# Circuit Breaker that trips slowly



## dmoore (Aug 23, 2010)

Hi there,

I recently replaced the upstairs bathroom fan with a newer style (Broan economy - 0.9 amp).

Everything worked fine until later on that night the CB tripped. I re-set it and low an behold, I wake to find it tripped again in the morning.

I eventually took the fan and the fan casing back out and just have wires unconnected to anything (just wire nuts on them) to see if this would solve the breaker issue. I thought the wires may be touching the metal case causing an issue.

Now the power will stay on longer but it will still trip the breaker.

I have tried eliminating the problem by unplugging everything and systematically turning everything back on, but like the title of my post - the breaker does not trip immediately. It takes at least 10 mins so I can't pin-point the problem.

- The panel box is less than a year old.

- The new fan is actually less amps than the old one.

The 15 amp line feeds to:

- upstairs bathroom - One light fixture, one fan, one receptacle

- bedroom one - One light fixture, 2 receptacles

- bedroom two (spare bedroom-not being used) - One light fixture, 3 receptacles, nothing plugged in.

- Hall - One light fixture

Is there a reason for the breaker not to trip immediately? Like a slow build up of power?

I am really stumped and getting closer to calling an electrician, but I believe it may be something simple, I just keep missing it.

The breaker not tripping right away is what is troubling me. (loose wire maybe?).

Any ideas on what could be causing the problem?


----------



## kskier (Jul 1, 2010)

I would start by replacing the breaker. When you replaced the fan, is it the same style? I mean.......is it a light/fan/night light combo, or just fan? Did you change anything else on this circuit prior to installing the fan? If its the same style fan and your wires are hooked correctly, it could be 2 things....either the breaker is bad or the light switch itself is bad. I would replace the light switch and breaker and try it again. If there was a wire touching metal or another neutral, the breaker should trip right away.........


----------



## Jim Port (Sep 21, 2007)

A breaker that has a delayed tripp sounds like it is holding an overload until too much heat builds up.

A breaker that trips instantly is a dead short.


----------



## dmoore (Aug 23, 2010)

kskier said:


> I would start by replacing the breaker. When you replaced the fan, is it the same style? I mean.......is it a light/fan/night light combo, or just fan? Did you change anything else on this circuit prior to installing the fan? If its the same style fan and your wires are hooked correctly, it could be 2 things....either the breaker is bad or the light switch itself is bad. I would replace the light switch and breaker and try it again. If there was a wire touching metal or another neutral, the breaker should trip right away.........


Thanks for the reply.

Fan is the same design as original.

Nothing else on the circuit was changed.

As mentioned, the breaker panel is less than a year old so I wouldn't think it would be the breaker.
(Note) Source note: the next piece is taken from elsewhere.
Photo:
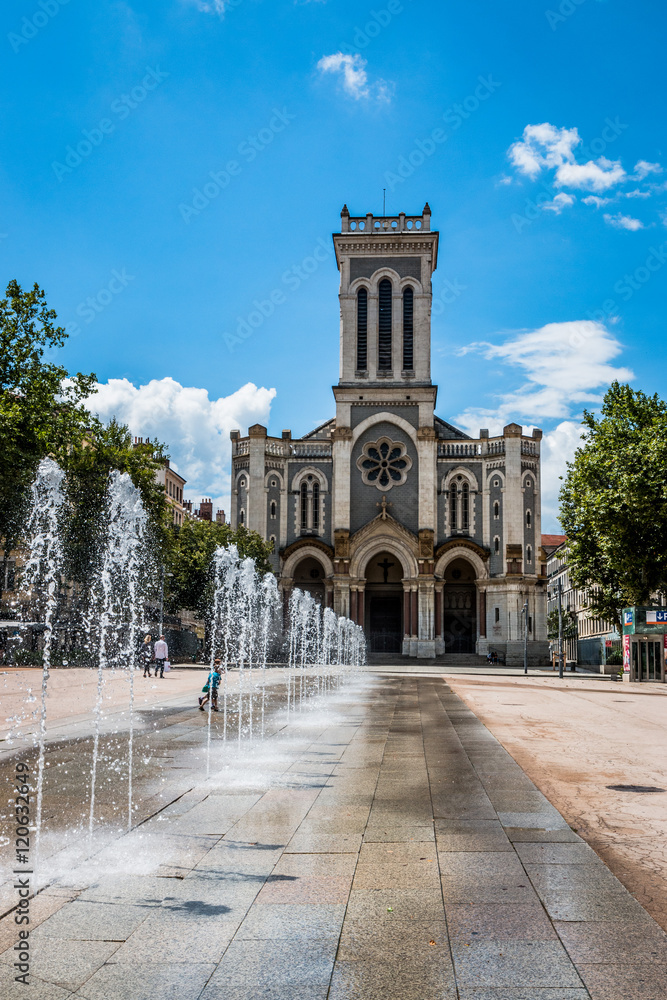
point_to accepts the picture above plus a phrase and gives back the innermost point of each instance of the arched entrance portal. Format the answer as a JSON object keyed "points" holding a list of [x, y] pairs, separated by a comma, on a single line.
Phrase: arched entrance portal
{"points": [[459, 602], [384, 603], [309, 575]]}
Not sure what would cause the slow build up and then trip the breaker.

Still stumped.

Thanks for the help though, every bit helps.


----------



## Red Squirrel (Jun 29, 2009)

Check the wiring in the attic, maybe something got bumped against a nail or something and moves with the wind/air flow.


----------



## daveb1 (Jan 15, 2010)

When you clamped the cable into the new fan did you tighten the cable to tight?It just needs to be snug enough to not move.


----------



## Shyster & Shyst (Aug 23, 2010)

*Try switching to next breaker*

The quick way of determining if the breaker is at fault (before buying a new one) is to temporarily move the wire from the breaker that is slow-to-trip to the breaker next to it. If you get the same results as with the first breaker then the problem is between the breaker and the fan. 

I had a similar problem recently with lights in the upstairs bath. Everythign pointed to a bad breaker. Turns out that the neutral wire (white) was loose at the breaker box.


----------



## dmoore (Aug 23, 2010)

Red Squirrel said:


> Check the wiring in the attic, maybe something got bumped against a nail or something and moves with the wind/air flow.


Thanks Red Squirrel.

I did check the attic after trying several other things and found everything in place and in good shape. (last resort, very hot up there, lol)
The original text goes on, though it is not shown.